In some jurisdictions, directors can be found personally liable for failure to request opening of insolvency proceedings and for insolvent trading (Australia, Germany, Singapore, the UK). In these uncertain times, such statutory duties may cause directors to cease trading or pre-emptively file for bankruptcy as a way to avoid potential liability.

In response to directors’ anxiety during the pandemic, the above mentioned governments have temporarily waived directors’ obligation to initiate bankruptcy proceedings. Additionally, wrongful trading rules were relaxed.
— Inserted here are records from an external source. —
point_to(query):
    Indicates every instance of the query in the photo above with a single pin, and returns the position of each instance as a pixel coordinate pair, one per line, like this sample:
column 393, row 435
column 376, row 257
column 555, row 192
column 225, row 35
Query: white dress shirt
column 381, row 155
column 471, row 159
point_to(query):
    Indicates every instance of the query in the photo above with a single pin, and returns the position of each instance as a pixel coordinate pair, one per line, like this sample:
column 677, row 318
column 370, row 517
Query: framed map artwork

However, the way these emergency measures are going to be perceived in cross-border insolvency proceedings remains unclear. Will it lead to discrepancies in their interpretation and application? Is there a way of challenging such transactions?
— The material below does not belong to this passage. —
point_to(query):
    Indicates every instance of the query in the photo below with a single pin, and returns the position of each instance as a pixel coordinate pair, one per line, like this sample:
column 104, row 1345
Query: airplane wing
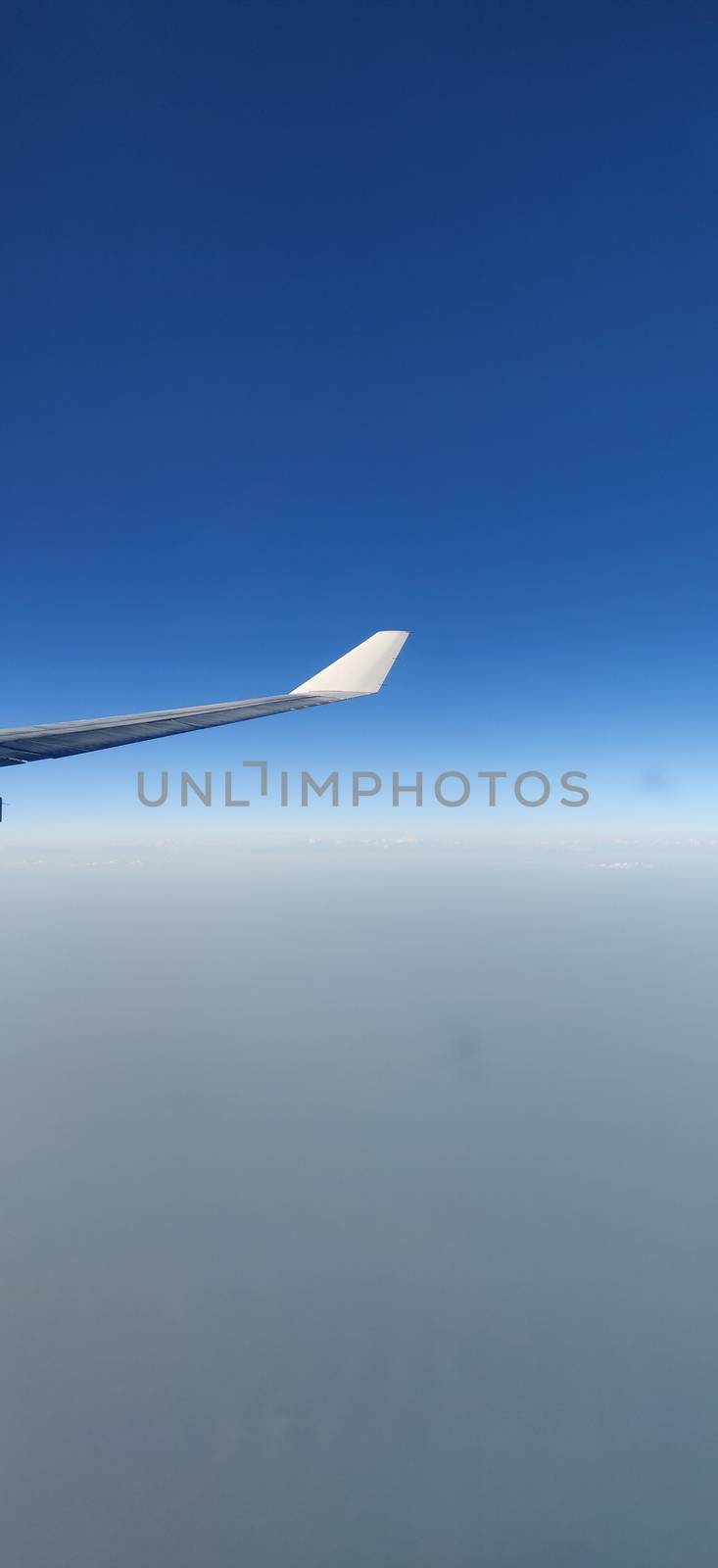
column 358, row 673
  1. Court-to-Court Cooperation

The way COVID-19 has impacted global community is unprecedented. The spread of infection has been uneven around the world. As some countries are already relaxing controls, others are yet to reach their peak. Unsurprisingly, whether bankruptcy courts are open or not differs from state to state.

Due to lockdown measures and restrictions to operating hours court-to-court cooperation is going to be hampered. Simultaneously, foreign representatives’ involvement, which often requires physical attendance, runs the risk of failing to meet the “maximum extent possible”[10] standard. As a result, communication of insolvency courts and interested parties is more challenging than ever.
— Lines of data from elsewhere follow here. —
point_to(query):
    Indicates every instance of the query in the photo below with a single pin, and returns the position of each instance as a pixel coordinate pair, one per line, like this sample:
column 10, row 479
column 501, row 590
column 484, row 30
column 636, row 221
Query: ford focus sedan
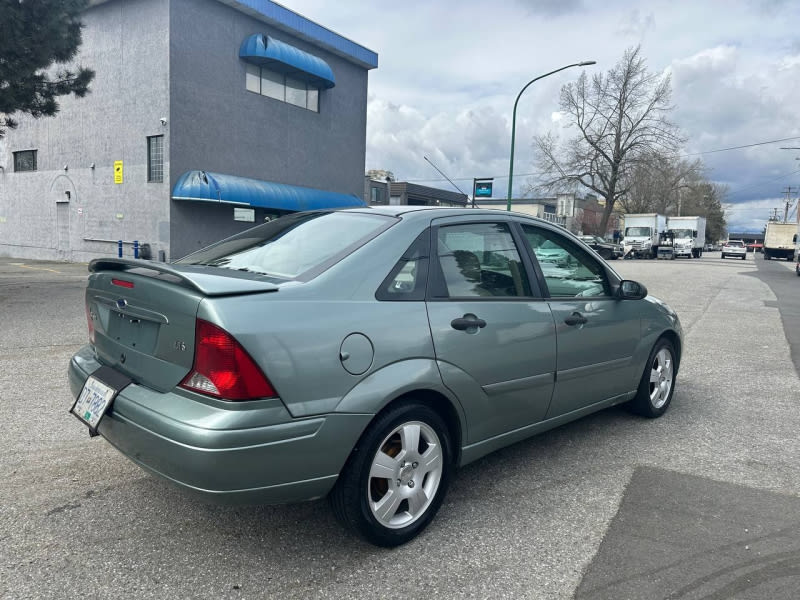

Multiple questions regarding efficiency of international insolvency cases in times of COVID-19 remain unanswered. Will creditors and administrators be able to obtain recognition of bankruptcy proceedings in foreign jurisdictions to gain access to assets? What will be the framework for creditors, debtors, administrators, and courts to handle such situations? In order to find successful resolution, cross-border insolvency cooperation will have to develop accordingly.

Should the virus pandemic be brought under control in the foreseeable future, some of these issues may end up getting resolved on their own. However, in case of prolonged contagion, we are likely to see the number of these challenges continuing to rise.

 

[3] See, e.g., INSOL International and the World Bank's Global Guide: an interactive map of measures adopted to support distressed businesses through the COVID-19 crisis at http://insol-techlibrary.s3.amazonaws.com/5685f850-7835-478a-ac58-688cc832e4ba.pdf?AWSAccessKeyId=AKIAJA2C2IGD2CIW7KIA&Expires=1588116491&Signature=4SFnJ24RWpwHPA8q0C5eb%2B81EtI%3D

[4] See, e.g., J.A. Kirshner, International Bankruptcy: The Challenge of Insolvency in a Global Economy (2018), I. Merovach, The Future of Cross-Border Insolvency: Overcoming Biases and Closing Gaps (2018).

[5] R. Mokal, Corporate Insolvency: Theory and Application (2005).

[6] See, e.g., I. Fletcher, The Law of Insolvency (2017), Philip R. Wood, Principles of International Insolvency (2007).

[7] See UNCITRAL Model Law on Cross-Border Insolvency with Guide to Enactment and Interpretation.

[8] Art. 3 of the Regulation (EU) 2015/848 of the European Parliament and of the Council of 20 May 2015 on Insolvency Proceedings (Recast).

[9] Id.

[10]  Art. 25 of the UNCITRAL Model Law on Cross-Border Insolvency (1997).